Voei nas asas de um longínquo maio, despencando nas bordas da Bahia de Todos os Santos. Aterrissei, para manter-me a trabalhar com tintas. Tintas tais, nem de longe poderia supor, viriam colorir meus textos em outro maio, mais de meio-século após, ao pintar em vez de casarios e fábricas, pratos postos à mesa com o engenho e a arte dos ribeirinhos sobreviventes às enlameadas margens da baía.

Outros maios empurraram minha vida. 

Folhinhas do calendário despencando e, em certo outono-maio de finais do século passado, ainda vivo na memória, dei-me ao desplante – antanho intenso missivista – de ingressar no sagrado território da culinária.

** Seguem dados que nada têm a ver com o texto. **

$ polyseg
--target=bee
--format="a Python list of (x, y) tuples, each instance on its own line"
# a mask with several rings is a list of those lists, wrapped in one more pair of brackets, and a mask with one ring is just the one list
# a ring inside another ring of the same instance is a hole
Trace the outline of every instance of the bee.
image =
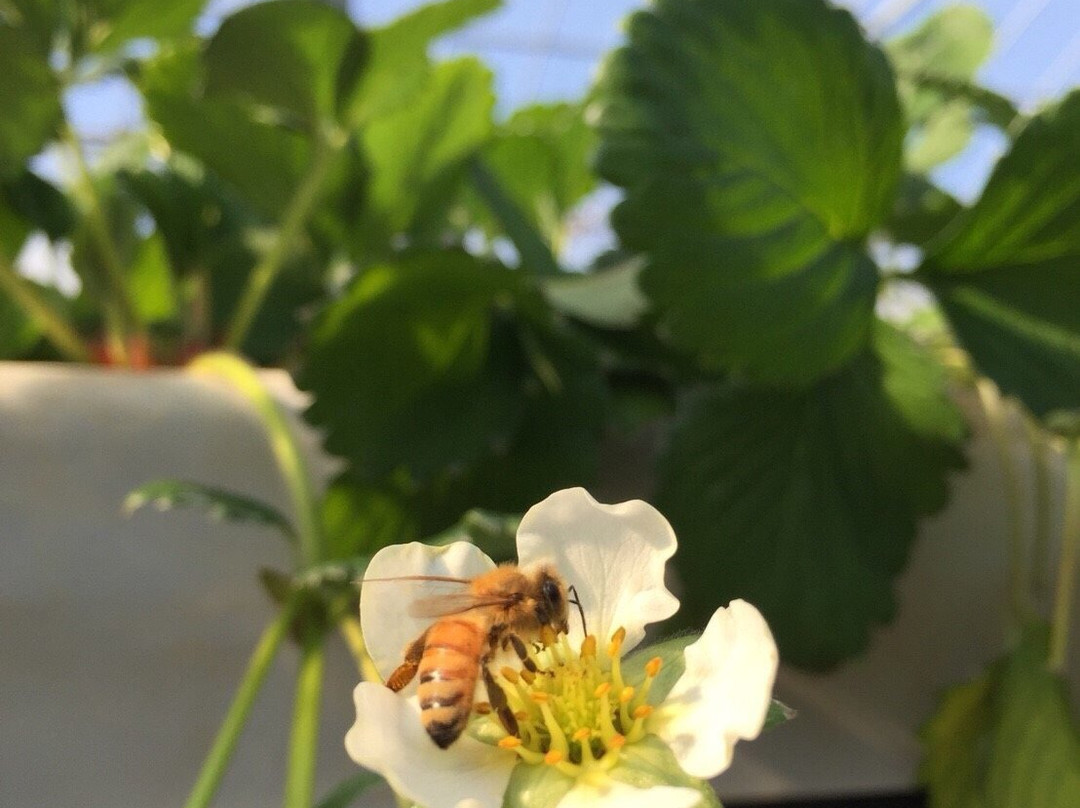
[(517, 719), (489, 664), (497, 651), (513, 649), (522, 665), (535, 672), (526, 642), (538, 639), (545, 626), (556, 633), (567, 632), (569, 604), (581, 609), (574, 588), (568, 588), (550, 566), (521, 569), (514, 564), (475, 578), (419, 575), (408, 580), (459, 583), (467, 588), (412, 604), (409, 612), (414, 617), (436, 619), (405, 648), (404, 661), (390, 674), (386, 686), (398, 692), (419, 673), (420, 721), (431, 740), (446, 749), (465, 730), (476, 683), (482, 677), (492, 710), (506, 731), (516, 735)]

Não tanto o estar a bordo de um fogão. Falo do tentar cozinhar palavras inebriadoras das mentes dos quantos, porventura, as masquem. 

Guardei no pote das recordações, os preparos com carne bovina, até então privilegiados: o matambre, o ‘prego’, - os segredos de prepará-los -, e das gordas costelas derretendo-se ao fogo-chão. Mergulhei de corpo e alma, nas deliciosas regalias do tabuleiro das baianas e aprendi provocantes artimanhas, festa dos paladares dos convivas e deslumbramento dos olhos, irmãos gêmeos univitelinos dos leitores. 

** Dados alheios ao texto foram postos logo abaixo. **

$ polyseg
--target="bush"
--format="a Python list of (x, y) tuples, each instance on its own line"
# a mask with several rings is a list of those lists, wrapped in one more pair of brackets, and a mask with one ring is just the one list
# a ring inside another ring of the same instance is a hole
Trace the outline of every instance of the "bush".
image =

Daí, até acudir ao apelo olfativo do dendê, derretendo-se sem deixar pegadas, foi um passo. 

Provei da maniçoba. Verde escuro. Tentadora.

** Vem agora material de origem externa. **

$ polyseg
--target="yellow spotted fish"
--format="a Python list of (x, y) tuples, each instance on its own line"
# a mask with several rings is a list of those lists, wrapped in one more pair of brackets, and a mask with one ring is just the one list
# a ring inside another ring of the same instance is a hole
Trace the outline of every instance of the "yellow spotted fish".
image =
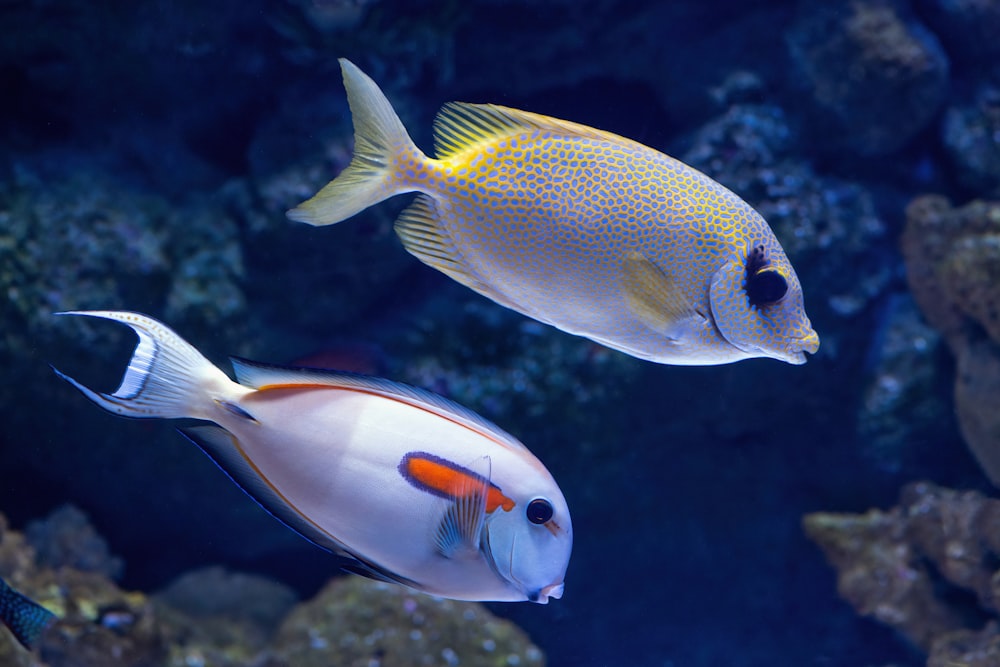
[(701, 172), (609, 132), (492, 104), (445, 105), (432, 159), (375, 82), (340, 64), (354, 157), (291, 219), (328, 225), (416, 191), (396, 222), (408, 251), (563, 331), (665, 364), (801, 364), (819, 348), (771, 228)]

Aventurei-me ao sarapatel. Quase negro. Desafiante.

Fascinei-me pelo acarajé. Tom de cobre. Inigualável.

Mordisquei a cocada. Branca-neve. Viciante.

Aprendi soletrar farofa. Amarela. Indispensável.

Apaixonei-me pelo vatapá. Alaranjado. Divinal.

Esbaldei-me no bobó de camarão. Leitoso. Celestial.

Com moquecas, festas fiz. Multicores. Deslumbrantes. 

Mas, o interessante de tudo é que, apesar de haver sido múltiplo em casórios e filhos, em nenhum dos vividos maios, nascimento de filhos comemorei, nem casei. 

Também não lembro de algum maio, dos mais de oitenta até aqui contados, no qual haja estado em tempos de isolamento e ociosidade quase compulsórios, em favor da minha e da saúde pública. 

É quando rememoro Prima Luíza, em seu simpático linguajar ‘mineirês’, brindando-me, com gostosíssimo e avantajado prato. 

Um autêntico, colorido e inédito ensopado, preparado com costumes atrelados ao imaginário popular, enriquecido com seus silenciosos dias de foragida em sua própria casa. Graças, pois, à “chatice de ficar em casa”, sem diarista para as lides do lar, ela, a Prima Luíza, deu fogo ao fogão à lenha da imaginação, e incorporou aos ingredientes acima, na panela de ferro, moda antiga, o esforço em aprender, desfrutar e tentar uma nova conspiração mineira: a culinária. Deu-se bem na empreitada, salpicando palavras saborosas em seu vocabulário gastronômico, recheado de ‘uai’ com ‘cafezim quentim’. 

Imaginaram a gostosura? 

Provou do caldo, panela ainda ao meio e, não satisfeita de pleno, decidiu enriquecê-lo superpondo mamão verde com carne seca, uma das relíquias da culinária mineira. Nova prova: o fervente conjunto tinha um gostinho de saudades. 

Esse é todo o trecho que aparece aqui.